There’s so much grieving and loss in our First Nations communities that we need to help ourselves overcome that loss. - Angie Bear
The event will begin on Thursday night, when visitors are allowed to begin setting up tents at the Veterans Memorial Park in Muskoday.
The healing moon — the second full moon in one month — will take place that night, peaking at about 9 a.m. on Friday.
This is a rare occurrence that Lachance hopes will help facilitate the healing process this weekend. The next healing moon will happen in July, 2015.
On Friday, breakfast will be served at 7 a.m. A pipe ceremony will take place at 8 a.m., followed by a flag raising, opening prayer and presentations by various dignitaries.

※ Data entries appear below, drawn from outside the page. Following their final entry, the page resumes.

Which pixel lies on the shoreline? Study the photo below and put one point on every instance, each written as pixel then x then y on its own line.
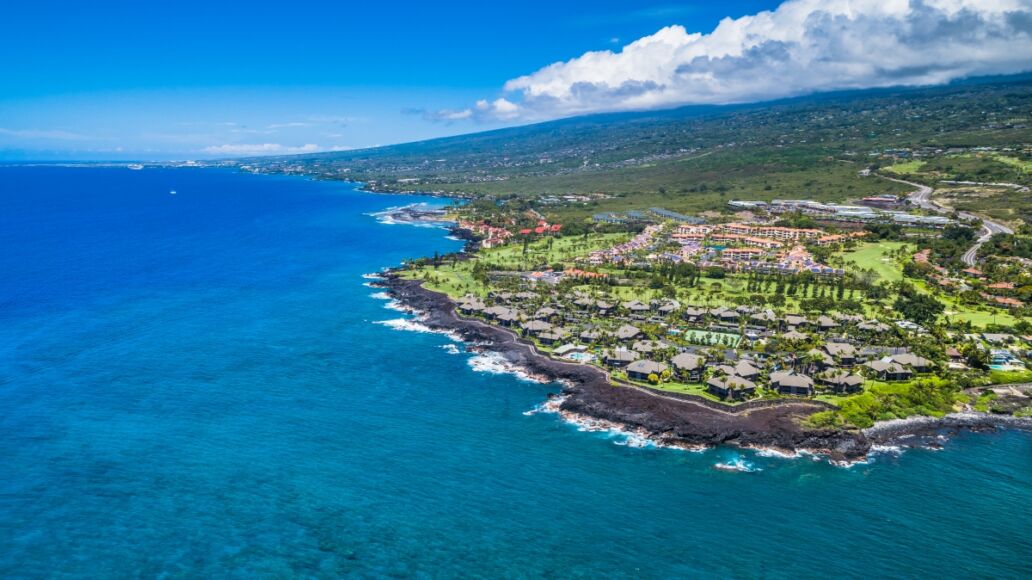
pixel 667 420
pixel 589 400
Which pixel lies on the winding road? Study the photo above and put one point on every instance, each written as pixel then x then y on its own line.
pixel 922 197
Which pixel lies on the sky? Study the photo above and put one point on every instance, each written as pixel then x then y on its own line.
pixel 121 81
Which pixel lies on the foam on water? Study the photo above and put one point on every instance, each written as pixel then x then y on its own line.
pixel 494 363
pixel 737 463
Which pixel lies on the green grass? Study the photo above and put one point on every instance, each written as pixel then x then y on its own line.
pixel 905 168
pixel 978 316
pixel 549 250
pixel 875 257
pixel 1024 165
pixel 697 389
pixel 1008 377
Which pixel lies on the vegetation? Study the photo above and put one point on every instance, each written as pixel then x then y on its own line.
pixel 696 158
pixel 884 401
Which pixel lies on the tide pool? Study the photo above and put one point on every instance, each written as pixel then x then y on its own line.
pixel 204 385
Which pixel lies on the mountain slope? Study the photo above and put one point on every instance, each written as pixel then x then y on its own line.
pixel 691 157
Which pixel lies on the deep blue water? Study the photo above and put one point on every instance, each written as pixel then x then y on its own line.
pixel 195 385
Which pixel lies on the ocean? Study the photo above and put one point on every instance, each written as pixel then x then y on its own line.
pixel 203 385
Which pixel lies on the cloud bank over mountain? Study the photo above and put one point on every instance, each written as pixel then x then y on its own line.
pixel 802 46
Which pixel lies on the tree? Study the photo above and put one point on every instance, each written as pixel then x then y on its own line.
pixel 916 307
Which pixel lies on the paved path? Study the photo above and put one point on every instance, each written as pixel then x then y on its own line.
pixel 922 197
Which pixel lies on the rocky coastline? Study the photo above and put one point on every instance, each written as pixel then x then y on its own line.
pixel 590 398
pixel 667 419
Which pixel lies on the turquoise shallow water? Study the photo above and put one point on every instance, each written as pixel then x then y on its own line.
pixel 196 385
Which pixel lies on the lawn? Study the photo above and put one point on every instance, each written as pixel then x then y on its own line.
pixel 1022 164
pixel 1009 377
pixel 549 250
pixel 875 257
pixel 905 168
pixel 697 389
pixel 706 337
pixel 979 316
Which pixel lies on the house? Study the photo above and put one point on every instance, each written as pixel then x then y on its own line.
pixel 619 357
pixel 640 369
pixel 844 353
pixel 637 307
pixel 794 335
pixel 827 323
pixel 746 371
pixel 668 307
pixel 694 314
pixel 627 332
pixel 791 383
pixel 818 359
pixel 765 318
pixel 841 382
pixel 920 364
pixel 688 366
pixel 589 335
pixel 731 387
pixel 545 313
pixel 471 304
pixel 584 302
pixel 563 350
pixel 873 326
pixel 549 337
pixel 888 371
pixel 536 327
pixel 646 347
pixel 795 320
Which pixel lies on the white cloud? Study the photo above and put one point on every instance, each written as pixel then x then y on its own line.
pixel 55 134
pixel 267 149
pixel 292 124
pixel 802 46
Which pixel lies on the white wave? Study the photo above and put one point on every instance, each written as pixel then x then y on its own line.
pixel 405 324
pixel 775 453
pixel 496 364
pixel 619 435
pixel 398 307
pixel 550 406
pixel 887 450
pixel 737 464
pixel 414 325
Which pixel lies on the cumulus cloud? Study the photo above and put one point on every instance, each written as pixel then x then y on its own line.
pixel 56 134
pixel 802 46
pixel 238 150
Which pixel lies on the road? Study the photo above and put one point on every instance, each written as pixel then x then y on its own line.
pixel 922 197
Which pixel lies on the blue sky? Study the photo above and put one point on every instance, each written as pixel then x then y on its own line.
pixel 127 79
pixel 192 79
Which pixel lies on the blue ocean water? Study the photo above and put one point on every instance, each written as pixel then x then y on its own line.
pixel 197 385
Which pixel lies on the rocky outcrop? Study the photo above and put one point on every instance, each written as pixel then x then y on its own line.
pixel 667 418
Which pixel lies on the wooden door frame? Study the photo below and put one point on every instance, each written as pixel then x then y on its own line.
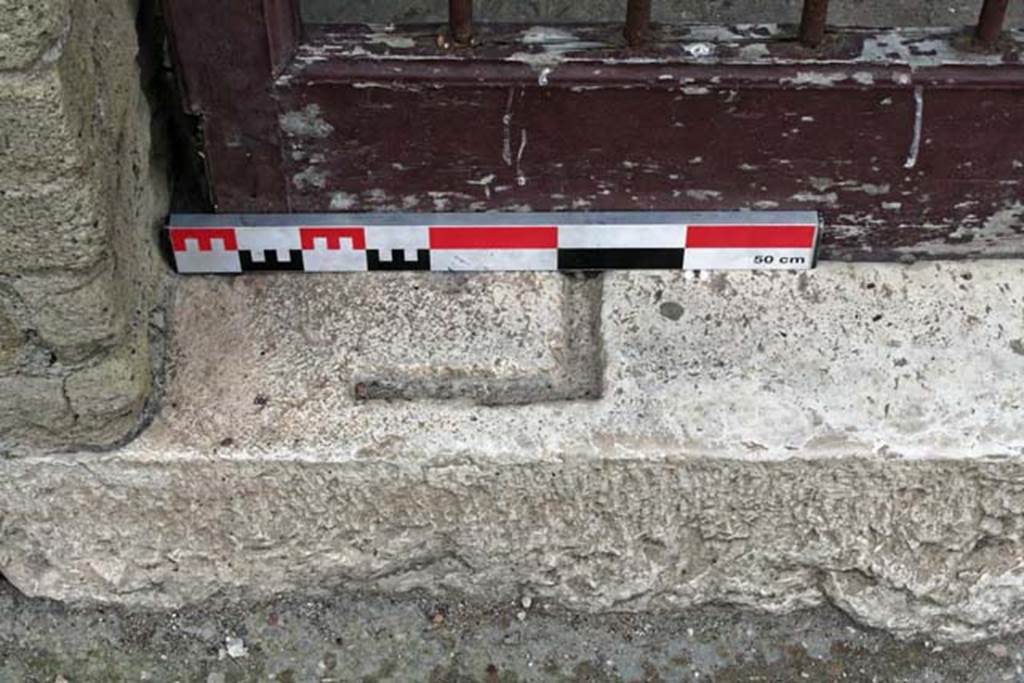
pixel 246 63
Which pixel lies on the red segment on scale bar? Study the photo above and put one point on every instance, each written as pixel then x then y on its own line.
pixel 750 237
pixel 471 237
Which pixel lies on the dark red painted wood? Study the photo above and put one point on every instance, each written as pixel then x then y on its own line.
pixel 364 120
pixel 226 52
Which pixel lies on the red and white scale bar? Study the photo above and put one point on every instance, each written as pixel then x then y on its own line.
pixel 508 242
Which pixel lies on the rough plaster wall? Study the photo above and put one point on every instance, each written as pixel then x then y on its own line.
pixel 79 197
pixel 860 12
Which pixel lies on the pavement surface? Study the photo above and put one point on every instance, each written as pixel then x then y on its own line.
pixel 419 638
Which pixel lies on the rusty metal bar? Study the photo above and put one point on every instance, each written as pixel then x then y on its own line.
pixel 812 23
pixel 990 23
pixel 461 20
pixel 637 22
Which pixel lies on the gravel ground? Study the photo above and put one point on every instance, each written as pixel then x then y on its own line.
pixel 417 638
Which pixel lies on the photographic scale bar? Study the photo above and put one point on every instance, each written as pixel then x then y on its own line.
pixel 475 242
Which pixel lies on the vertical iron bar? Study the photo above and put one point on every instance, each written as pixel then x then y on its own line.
pixel 812 23
pixel 461 20
pixel 637 22
pixel 990 23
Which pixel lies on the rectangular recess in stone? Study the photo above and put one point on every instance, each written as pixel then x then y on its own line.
pixel 279 349
pixel 614 259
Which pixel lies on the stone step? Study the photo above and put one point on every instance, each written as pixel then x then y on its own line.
pixel 631 441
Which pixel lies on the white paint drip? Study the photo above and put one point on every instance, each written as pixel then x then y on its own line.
pixel 520 179
pixel 919 118
pixel 484 182
pixel 507 129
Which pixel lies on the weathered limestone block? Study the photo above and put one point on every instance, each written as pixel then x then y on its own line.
pixel 851 434
pixel 31 31
pixel 81 198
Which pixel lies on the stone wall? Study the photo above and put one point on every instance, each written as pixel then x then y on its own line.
pixel 80 197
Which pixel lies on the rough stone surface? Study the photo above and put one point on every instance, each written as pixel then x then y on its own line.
pixel 81 196
pixel 778 441
pixel 357 637
pixel 31 31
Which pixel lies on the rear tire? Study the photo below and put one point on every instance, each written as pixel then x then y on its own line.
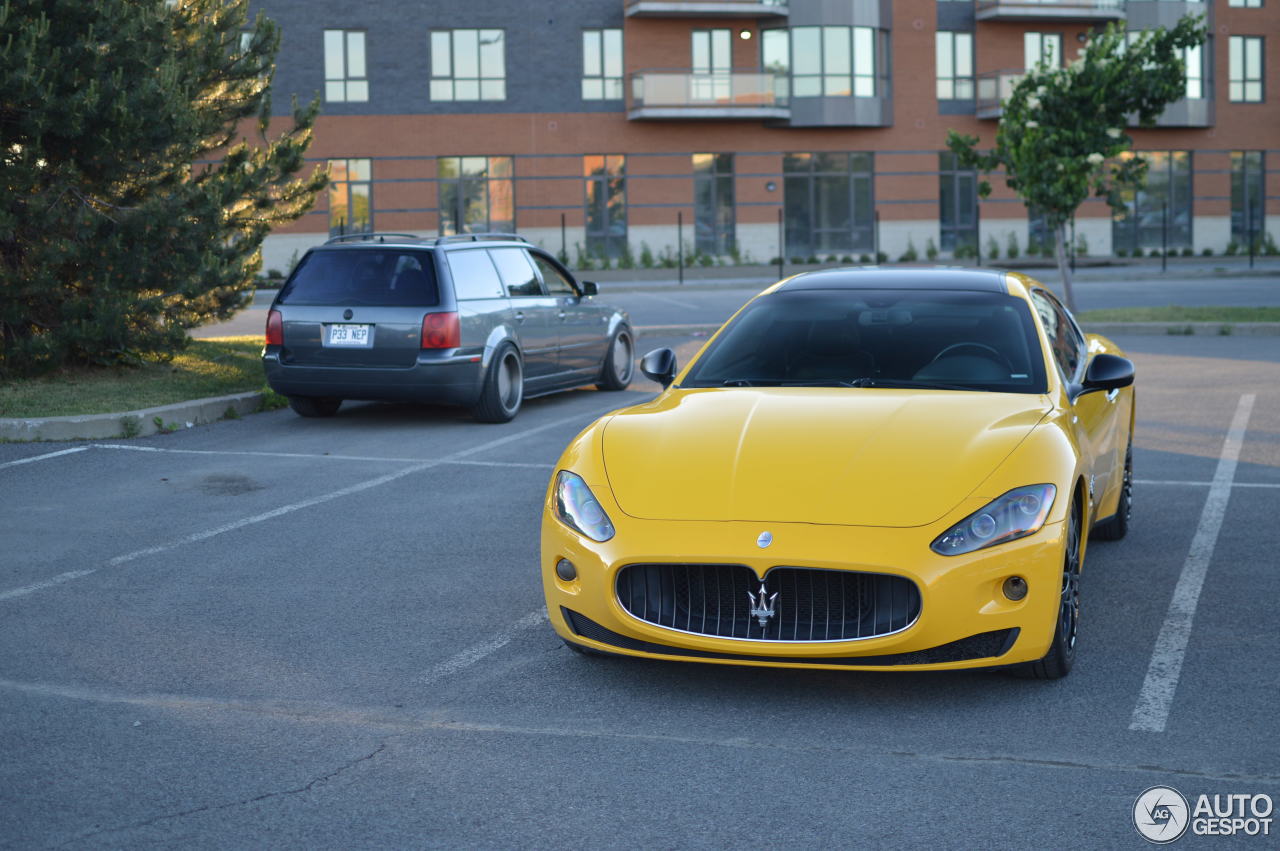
pixel 620 362
pixel 307 406
pixel 1116 526
pixel 503 388
pixel 1061 654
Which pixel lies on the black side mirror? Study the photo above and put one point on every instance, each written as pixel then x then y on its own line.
pixel 659 365
pixel 1107 373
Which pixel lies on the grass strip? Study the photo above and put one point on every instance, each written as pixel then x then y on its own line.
pixel 208 367
pixel 1179 314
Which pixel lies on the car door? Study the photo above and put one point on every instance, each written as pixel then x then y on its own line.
pixel 534 311
pixel 1093 415
pixel 583 323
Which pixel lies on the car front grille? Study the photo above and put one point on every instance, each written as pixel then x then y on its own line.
pixel 810 605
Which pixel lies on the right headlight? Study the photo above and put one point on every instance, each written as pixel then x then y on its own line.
pixel 1016 515
pixel 579 509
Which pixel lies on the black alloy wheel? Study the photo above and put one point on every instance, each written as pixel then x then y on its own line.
pixel 1061 654
pixel 503 388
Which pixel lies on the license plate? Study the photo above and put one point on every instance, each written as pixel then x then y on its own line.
pixel 350 335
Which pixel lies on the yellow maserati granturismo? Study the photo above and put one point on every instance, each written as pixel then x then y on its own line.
pixel 863 469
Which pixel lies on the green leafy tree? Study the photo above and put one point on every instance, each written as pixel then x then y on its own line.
pixel 132 202
pixel 1061 131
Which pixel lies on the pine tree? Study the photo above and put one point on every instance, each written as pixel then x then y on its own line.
pixel 133 202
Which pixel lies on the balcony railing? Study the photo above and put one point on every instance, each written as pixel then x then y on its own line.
pixel 1050 10
pixel 993 87
pixel 666 95
pixel 705 8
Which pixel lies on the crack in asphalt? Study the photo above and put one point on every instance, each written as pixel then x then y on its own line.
pixel 214 808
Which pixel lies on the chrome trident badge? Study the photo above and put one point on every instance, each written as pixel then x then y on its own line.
pixel 763 604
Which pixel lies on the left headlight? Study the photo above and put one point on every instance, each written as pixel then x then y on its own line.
pixel 1016 515
pixel 579 509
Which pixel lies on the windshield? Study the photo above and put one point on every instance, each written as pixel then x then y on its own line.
pixel 364 277
pixel 944 339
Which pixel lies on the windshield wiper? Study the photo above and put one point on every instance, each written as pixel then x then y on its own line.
pixel 908 383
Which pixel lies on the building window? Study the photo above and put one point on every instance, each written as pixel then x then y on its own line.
pixel 1248 183
pixel 469 65
pixel 1193 59
pixel 602 64
pixel 1042 46
pixel 606 213
pixel 476 193
pixel 955 65
pixel 712 63
pixel 828 202
pixel 344 78
pixel 713 204
pixel 958 197
pixel 351 207
pixel 1164 201
pixel 1246 69
pixel 832 62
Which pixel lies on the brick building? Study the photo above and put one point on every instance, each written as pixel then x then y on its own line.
pixel 599 126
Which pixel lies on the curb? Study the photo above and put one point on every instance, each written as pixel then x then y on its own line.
pixel 129 424
pixel 1185 329
pixel 1159 329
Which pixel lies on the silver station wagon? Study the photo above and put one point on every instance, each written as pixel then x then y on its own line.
pixel 479 320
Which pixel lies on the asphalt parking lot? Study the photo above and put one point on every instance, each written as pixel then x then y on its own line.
pixel 329 634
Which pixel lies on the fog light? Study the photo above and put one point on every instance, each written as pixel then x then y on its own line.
pixel 1015 588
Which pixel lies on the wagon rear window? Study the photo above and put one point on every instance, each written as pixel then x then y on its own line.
pixel 364 277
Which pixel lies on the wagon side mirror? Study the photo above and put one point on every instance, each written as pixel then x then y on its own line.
pixel 659 365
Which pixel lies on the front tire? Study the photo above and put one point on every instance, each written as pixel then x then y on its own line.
pixel 503 388
pixel 620 362
pixel 307 406
pixel 1061 654
pixel 1116 526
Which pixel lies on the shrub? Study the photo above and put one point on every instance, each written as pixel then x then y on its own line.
pixel 910 255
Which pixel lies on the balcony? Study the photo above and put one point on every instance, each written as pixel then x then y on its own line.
pixel 730 95
pixel 707 8
pixel 1050 10
pixel 992 90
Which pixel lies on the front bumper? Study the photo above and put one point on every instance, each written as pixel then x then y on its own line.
pixel 965 621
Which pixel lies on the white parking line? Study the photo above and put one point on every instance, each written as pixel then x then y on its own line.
pixel 1202 484
pixel 479 652
pixel 48 454
pixel 318 456
pixel 1151 713
pixel 520 434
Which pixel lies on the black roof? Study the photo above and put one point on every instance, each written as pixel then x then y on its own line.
pixel 987 280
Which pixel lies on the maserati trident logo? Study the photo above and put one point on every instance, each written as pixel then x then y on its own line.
pixel 763 604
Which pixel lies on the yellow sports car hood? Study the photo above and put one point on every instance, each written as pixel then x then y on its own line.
pixel 842 456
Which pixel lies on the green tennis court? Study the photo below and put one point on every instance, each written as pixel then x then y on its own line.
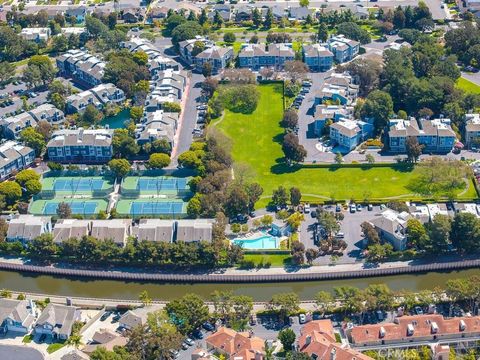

Saturday’s schedule will mirror Friday’s.
These times are tentative, Lachance said, with the two-day event an informal gathering of like-minded people working toward a better future.
“It’s going to be a really traditional gathering, where people can just go about and share and visit, socialize, network and support one another,” Lachance said.
Committee members will also be there to take in any feedback people have to share, ensuring next year’s gathering is better catered to the needs of participants.
“We want to provide an opportunity for people to say, ‘this is what I need to help me heal,’ and we need the elders to guide us and help,” Bear said.
Next year’s event will bring forth these recommendations, creating an annual healing ceremony tailored to the needs of local area First Nations people and others affected by murdered or missing First Nations people.
Although this model has yet to be formed, Bear is confident that it will bring forth traditional ways.
“If we go back to some of the ceremonies to help in that healing, our family members can get on with living and stop hanging on.”